A Note on the Logic of Theology

I used to be a scoffer, so I behooves me to be patience with scoffing. And yet, at times, it is difficult to summon Christian charity when dealing with Postchristians.

Their common refrain is to scoff at monotheism as if reason and evidence do not support such a belief. The opposite is true.

Their belief is not only unsupported, it is literally a conspiracy theory: for its holds that all accounts and all evidence of every supernatural event ever reported, from the creation of the cosmos to the resurrection of Christ to that time your Aunt Bellena says she saw the ghost of greatgrandmama, are all frauds, mistakes, misperceptions,  or delusions.

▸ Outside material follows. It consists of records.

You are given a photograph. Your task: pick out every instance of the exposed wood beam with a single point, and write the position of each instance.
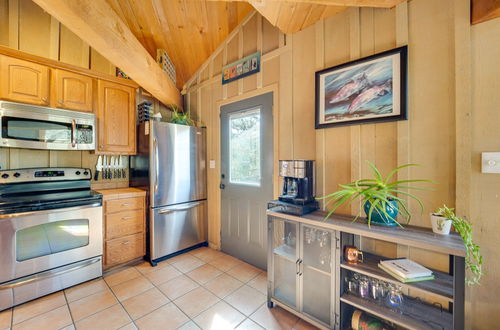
(341, 3)
(97, 23)
(483, 10)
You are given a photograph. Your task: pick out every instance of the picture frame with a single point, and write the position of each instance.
(242, 68)
(367, 90)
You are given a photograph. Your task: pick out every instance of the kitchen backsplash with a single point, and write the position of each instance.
(24, 158)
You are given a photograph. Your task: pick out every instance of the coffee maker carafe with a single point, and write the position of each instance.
(298, 181)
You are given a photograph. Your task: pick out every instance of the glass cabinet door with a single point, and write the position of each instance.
(317, 272)
(285, 259)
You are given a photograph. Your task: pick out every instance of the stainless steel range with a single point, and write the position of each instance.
(50, 232)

All religions, major and minor, are conspiracies to deceive the gullible, and the opiate of the masses.

History, if nothing else, shows this is not true. Opium use is much higher in times and places when religion is weak. Opium is the opiate of the masses. Monotheism, if anything, grounds men in reality, and keeps them away from the junk.

Logic and evidence supports a belief in God, not the other way around.

“It happened for no reason” is a weak explanation for the Big Bang, that is, the creation of nature from nothing; for the utility of reason, for the existence of the moral sense, for the human ability to think in symbols.

If these things arose from a nondeliberate natural process, then none of these things have a purpose, an end, and aim intended by a maker.

A tool is an instrument make with an end in mind. No toolmaker, no tool. If reason, conscience, abstraction are not tools, then they cannot be tools for reasoning, for moral reasoning, for abstraction, and you could not be reading this sentence here and now, and think about it honestly — because reading, thinking, and honesty are not logically possible in a godless universe.

Who told you there is no evidence for God? No proposition has more obvious and more available evidence imaginable.